GithubHelp home page GithubHelp logo

privacyrepo / facebook_ad_library Goto Github PK

View Code? Open in Web Editor NEW

This project forked from lejo1/facebook_ad_library

1.0 0.0 0.0 118 KB

Copy of the Ads from Facebook Ad Library API

Home Page: https://ad-archive.nexxxt.cloud

Python 56.71% Go 7.97% HTML 34.47% Dockerfile 0.85%

facebook_ad_library's Introduction

Facebook Ad Library Copy

This Project aims to provide a searchable and complete copy of the political ads on the Facebook Ad Library
Facebook already provides all this data via their web interface. The Problem with this is that it's hardly searchable and therefore no real use for Analysis of political advertisement. In Addition to this the API is hard to access and limited in many ways.
This data is already meant to be public so this dataset is just helping to provide the transparency Facebook Meta wants to provide.
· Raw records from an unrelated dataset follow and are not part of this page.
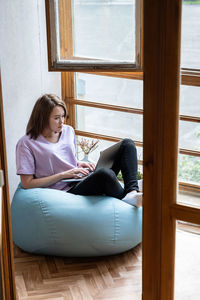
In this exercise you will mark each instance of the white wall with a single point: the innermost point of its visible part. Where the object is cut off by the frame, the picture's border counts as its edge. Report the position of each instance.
(24, 69)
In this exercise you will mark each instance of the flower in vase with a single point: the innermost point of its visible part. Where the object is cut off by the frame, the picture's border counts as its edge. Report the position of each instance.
(87, 146)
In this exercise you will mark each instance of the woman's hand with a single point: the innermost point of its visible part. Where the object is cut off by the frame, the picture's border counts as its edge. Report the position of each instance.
(28, 181)
(75, 173)
(84, 164)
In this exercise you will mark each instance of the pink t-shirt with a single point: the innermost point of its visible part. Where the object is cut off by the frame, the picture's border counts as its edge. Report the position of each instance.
(42, 158)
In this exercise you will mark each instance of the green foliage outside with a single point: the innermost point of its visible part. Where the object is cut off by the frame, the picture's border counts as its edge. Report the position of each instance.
(189, 168)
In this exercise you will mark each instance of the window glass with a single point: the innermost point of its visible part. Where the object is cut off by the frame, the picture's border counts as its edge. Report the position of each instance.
(190, 100)
(104, 29)
(189, 168)
(189, 135)
(109, 90)
(108, 122)
(102, 145)
(190, 36)
(187, 261)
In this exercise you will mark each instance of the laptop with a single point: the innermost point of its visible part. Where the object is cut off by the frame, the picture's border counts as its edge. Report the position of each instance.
(106, 160)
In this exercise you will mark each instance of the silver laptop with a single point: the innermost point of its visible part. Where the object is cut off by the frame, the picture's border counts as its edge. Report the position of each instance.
(106, 160)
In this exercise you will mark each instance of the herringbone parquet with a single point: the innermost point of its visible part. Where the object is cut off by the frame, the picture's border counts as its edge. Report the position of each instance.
(114, 277)
(54, 278)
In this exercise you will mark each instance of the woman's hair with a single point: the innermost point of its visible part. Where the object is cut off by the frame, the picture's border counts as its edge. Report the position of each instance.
(42, 109)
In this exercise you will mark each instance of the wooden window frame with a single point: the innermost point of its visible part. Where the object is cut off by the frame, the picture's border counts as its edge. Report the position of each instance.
(188, 77)
(73, 63)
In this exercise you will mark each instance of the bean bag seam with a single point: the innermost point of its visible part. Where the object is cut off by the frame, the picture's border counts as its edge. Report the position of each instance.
(47, 220)
(116, 224)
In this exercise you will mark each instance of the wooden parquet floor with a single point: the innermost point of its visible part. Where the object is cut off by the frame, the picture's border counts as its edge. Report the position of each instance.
(54, 278)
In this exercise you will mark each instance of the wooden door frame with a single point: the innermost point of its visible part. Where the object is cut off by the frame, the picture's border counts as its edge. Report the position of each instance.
(7, 258)
(162, 37)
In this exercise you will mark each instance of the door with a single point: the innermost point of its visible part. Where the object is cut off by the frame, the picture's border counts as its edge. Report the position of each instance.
(7, 284)
(162, 77)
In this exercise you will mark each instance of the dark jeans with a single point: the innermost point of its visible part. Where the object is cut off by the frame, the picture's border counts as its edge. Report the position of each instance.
(104, 180)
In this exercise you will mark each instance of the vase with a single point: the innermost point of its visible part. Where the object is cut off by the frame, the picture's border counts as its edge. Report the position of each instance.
(86, 158)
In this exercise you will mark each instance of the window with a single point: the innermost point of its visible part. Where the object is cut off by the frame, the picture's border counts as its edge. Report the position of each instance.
(105, 104)
(94, 34)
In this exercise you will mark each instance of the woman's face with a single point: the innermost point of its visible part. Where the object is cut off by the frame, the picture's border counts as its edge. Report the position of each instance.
(56, 119)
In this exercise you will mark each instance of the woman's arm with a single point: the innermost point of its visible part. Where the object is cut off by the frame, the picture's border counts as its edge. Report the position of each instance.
(28, 181)
(84, 164)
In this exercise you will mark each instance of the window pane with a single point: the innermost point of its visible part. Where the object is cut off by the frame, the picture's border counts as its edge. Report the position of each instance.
(189, 135)
(104, 29)
(107, 122)
(102, 145)
(109, 90)
(187, 271)
(189, 168)
(190, 100)
(190, 42)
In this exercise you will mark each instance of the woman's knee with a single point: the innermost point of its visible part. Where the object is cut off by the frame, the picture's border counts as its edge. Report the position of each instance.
(105, 173)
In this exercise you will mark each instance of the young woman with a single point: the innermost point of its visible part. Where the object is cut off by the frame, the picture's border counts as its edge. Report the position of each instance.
(47, 154)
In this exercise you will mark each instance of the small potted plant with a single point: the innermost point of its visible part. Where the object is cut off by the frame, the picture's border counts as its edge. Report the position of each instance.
(87, 146)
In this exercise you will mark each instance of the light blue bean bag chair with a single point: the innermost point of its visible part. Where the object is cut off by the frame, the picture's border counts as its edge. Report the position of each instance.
(52, 222)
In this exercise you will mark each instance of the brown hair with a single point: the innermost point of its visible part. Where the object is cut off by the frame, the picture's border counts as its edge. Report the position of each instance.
(42, 109)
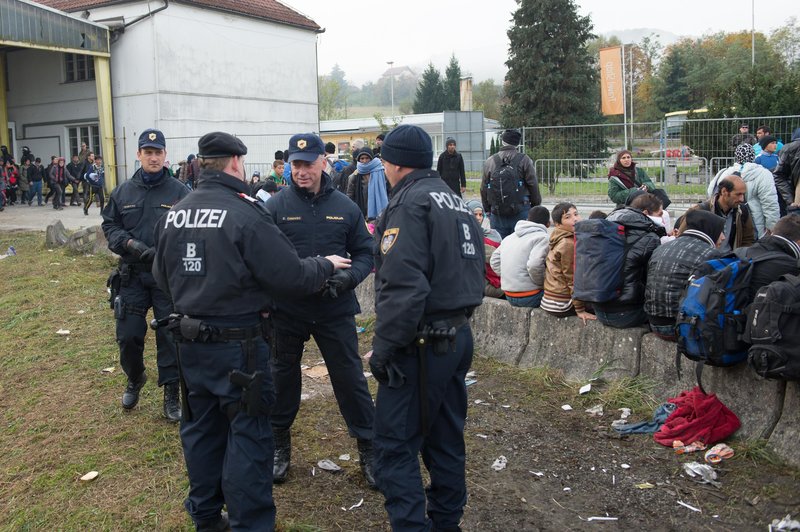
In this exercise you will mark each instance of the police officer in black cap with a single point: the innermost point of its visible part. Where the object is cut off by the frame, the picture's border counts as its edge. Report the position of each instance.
(430, 267)
(129, 217)
(222, 259)
(320, 220)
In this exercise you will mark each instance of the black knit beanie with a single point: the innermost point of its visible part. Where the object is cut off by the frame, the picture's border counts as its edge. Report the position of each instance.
(408, 146)
(705, 222)
(512, 137)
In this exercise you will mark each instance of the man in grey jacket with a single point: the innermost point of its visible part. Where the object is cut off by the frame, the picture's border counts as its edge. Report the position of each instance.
(509, 154)
(520, 259)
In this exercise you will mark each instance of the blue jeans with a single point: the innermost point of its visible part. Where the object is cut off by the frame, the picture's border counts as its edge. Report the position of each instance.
(528, 301)
(621, 320)
(505, 224)
(36, 188)
(665, 332)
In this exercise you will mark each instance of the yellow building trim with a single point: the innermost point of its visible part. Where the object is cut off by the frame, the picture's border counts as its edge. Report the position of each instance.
(102, 73)
(51, 48)
(4, 140)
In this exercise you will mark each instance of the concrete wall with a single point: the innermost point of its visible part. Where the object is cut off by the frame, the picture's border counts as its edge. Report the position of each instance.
(189, 70)
(767, 409)
(42, 106)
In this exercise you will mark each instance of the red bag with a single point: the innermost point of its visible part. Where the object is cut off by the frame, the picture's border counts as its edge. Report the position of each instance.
(698, 416)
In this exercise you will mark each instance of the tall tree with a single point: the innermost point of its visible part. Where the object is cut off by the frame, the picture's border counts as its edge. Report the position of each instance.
(430, 92)
(551, 79)
(452, 85)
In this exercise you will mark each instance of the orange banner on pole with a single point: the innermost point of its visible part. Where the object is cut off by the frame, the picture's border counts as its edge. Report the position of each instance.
(611, 84)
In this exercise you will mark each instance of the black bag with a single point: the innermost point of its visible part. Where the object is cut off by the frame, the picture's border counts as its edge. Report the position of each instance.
(506, 191)
(773, 327)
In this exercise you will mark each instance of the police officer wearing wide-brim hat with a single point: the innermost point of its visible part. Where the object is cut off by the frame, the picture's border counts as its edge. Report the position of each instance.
(222, 259)
(429, 278)
(320, 220)
(132, 212)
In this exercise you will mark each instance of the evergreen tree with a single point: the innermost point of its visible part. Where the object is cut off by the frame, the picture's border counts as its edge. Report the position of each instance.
(552, 79)
(430, 92)
(452, 85)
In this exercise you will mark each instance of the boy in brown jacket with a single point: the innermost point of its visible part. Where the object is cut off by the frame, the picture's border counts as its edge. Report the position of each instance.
(558, 288)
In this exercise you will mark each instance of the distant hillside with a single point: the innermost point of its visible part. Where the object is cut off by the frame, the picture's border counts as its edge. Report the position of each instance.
(635, 35)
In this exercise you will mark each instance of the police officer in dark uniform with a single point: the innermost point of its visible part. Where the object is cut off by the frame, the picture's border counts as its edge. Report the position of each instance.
(221, 258)
(320, 220)
(129, 217)
(430, 267)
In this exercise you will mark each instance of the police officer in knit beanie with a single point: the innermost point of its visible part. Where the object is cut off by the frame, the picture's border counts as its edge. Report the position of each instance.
(511, 137)
(408, 146)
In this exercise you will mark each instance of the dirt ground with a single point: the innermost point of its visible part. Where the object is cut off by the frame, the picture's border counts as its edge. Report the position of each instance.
(564, 469)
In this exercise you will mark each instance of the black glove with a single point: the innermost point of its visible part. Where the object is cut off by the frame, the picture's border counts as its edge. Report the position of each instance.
(385, 370)
(140, 250)
(340, 282)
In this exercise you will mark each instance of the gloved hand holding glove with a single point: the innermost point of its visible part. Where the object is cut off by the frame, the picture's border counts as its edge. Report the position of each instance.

Site to Live access the Data: https://ad-archive.nexxxt.cloud

About the Data

The data is loaded directly from their official API.

Since V3 the ads are crawled using an empty query (*) across all countries. This query turned out to be quiet reliable and returns all ads of all pages

Previously the data was downloaded by page_id obtained from the Ad-reports. These should only include pages related to politics or issues of political importance but not all are clearly flagged.
Cause these reports contain user generated page_names and disclaimers some names or disclaimers might be corrupted by strange characters.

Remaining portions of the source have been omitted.